Embedding-Aware Quantum-Classical SVMs for Scalable Quantum Machine Learning
Sebastián Andrés Cajas Ordóñez, Luis Fernando Torres Torres, Mario Bifulco, Carlos Andrés Durán, Cristian Bosch, Ricardo Simón Carbajo
TL;DR
The paper tackles the scalability problem of quantum SVMs on high-dimensional data by proposing an embedding-aware hybrid QSVM pipeline that integrates class-balanced $k$-means distillation with pretrained embeddings. Using a 16-qubit tensor-network quantum kernel simulated via cuTensorNet, it shows that Vision Transformer embeddings yield quantum advantage, achieving up to $+8.02\%$ accuracy on Fashion-MNIST and $+4.42\%$ on MNIST, while CNN features underperform. The key insight is the strong synergy between transformer attention-based representations and quantum feature spaces, which enables practical, scalable quantum machine learning for high-dimensional tasks. The work provides a concrete pathway to deploy quantum kernels in real-world settings, leveraging modern neural architectures to maximize advantage while controlling computational costs.
Abstract
Quantum Support Vector Machines face scalability challenges due to high-dimensional quantum states and hardware limitations.

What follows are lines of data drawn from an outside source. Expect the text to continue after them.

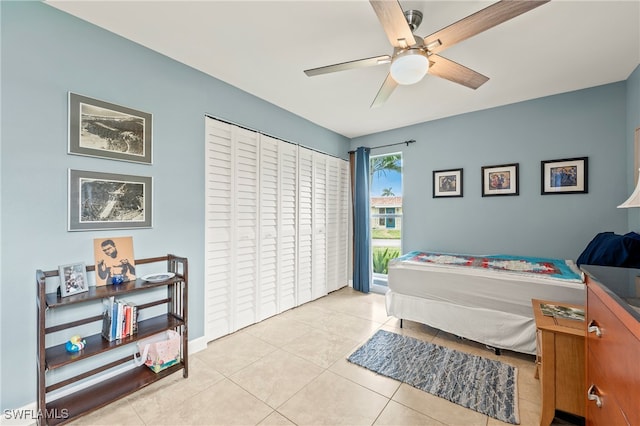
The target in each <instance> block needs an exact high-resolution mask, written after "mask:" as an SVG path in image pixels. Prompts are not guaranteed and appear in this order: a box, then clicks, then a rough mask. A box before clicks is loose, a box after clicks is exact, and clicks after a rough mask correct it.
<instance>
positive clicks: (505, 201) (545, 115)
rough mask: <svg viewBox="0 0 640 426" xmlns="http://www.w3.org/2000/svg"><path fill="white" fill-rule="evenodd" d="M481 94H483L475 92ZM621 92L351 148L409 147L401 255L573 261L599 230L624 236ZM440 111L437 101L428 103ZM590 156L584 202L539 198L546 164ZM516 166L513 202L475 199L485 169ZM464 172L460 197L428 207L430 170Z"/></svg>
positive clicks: (551, 197)
mask: <svg viewBox="0 0 640 426" xmlns="http://www.w3.org/2000/svg"><path fill="white" fill-rule="evenodd" d="M480 90H481V89H480ZM625 99H626V85H625V83H624V82H620V83H615V84H610V85H605V86H600V87H595V88H591V89H587V90H581V91H577V92H571V93H566V94H561V95H556V96H551V97H545V98H541V99H535V100H531V101H527V102H522V103H516V104H512V105H508V106H504V107H499V108H493V109H489V110H484V111H480V112H474V113H469V114H464V115H459V116H455V117H451V118H447V119H442V120H437V121H432V122H426V123H421V124H417V125H414V126H409V127H405V128H401V129H396V130H391V131H387V132H384V133H378V134H374V135H370V136H365V137H360V138H356V139H353V140H352V141H351V149H355V148H356V147H358V146H378V145H384V144H389V143H395V142H402V141H405V140H409V139H415V140H416V143H414V144H411V145H409V146H406V145H400V146H398V147H392V148H387V149H386V151H383V150H374V151H372V154H381V153H385V152H393V151H394V150H401V151H402V152H403V154H404V155H403V158H404V187H403V197H404V199H403V210H404V217H403V227H404V230H405V232H404V233H403V251H404V252H408V251H411V250H419V249H429V250H442V251H453V252H462V253H474V254H480V253H510V254H521V255H529V256H544V257H561V258H566V259H574V260H575V259H576V258H577V257H578V255H579V254H580V253H581V252H582V250H583V249H584V247H585V246H586V245H587V243H588V242H589V241H590V240H591V238H592V237H593V236H594V235H595V234H596V233H598V232H601V231H614V232H625V231H626V229H627V218H626V214H625V212H624V211H621V210H619V209H616V206H617V205H618V204H620V203H621V202H622V201H624V200H625V199H626V197H627V196H628V194H629V189H628V186H627V170H626V168H625V164H626V159H625V156H626V143H627V139H626V138H627V136H626V134H625V122H626V100H625ZM432 102H437V99H434V100H432ZM573 157H589V182H588V183H589V193H588V194H564V195H544V196H543V195H541V194H540V185H541V183H540V181H541V178H540V162H541V161H542V160H552V159H562V158H573ZM507 163H519V164H520V195H519V196H499V197H482V196H481V167H482V166H489V165H500V164H507ZM450 168H451V169H453V168H463V169H464V186H463V189H464V197H462V198H449V199H443V198H437V199H434V198H432V171H433V170H440V169H450Z"/></svg>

We propose an embedding-aware quantum-classical pipeline combining class-balanced k-means distillation with pretrained Vision Transformer embeddings. Our key finding: ViT embeddings uniquely enable quantum advantage, achieving up to 8.02% accuracy improvements over classical SVMs on Fashion-MNIST and 4.42% on MNIST, while CNN features show performance degradation. Using 16-qubit tensor network simulation via cuTensorNet, we provide the first systematic evidence that quantum kernel advantage depends critically on embedding choice, revealing fundamental synergy between transformer attention and quantum feature spaces. This provides a practical pathway for scalable quantum machine learning that leverages modern neural architectures.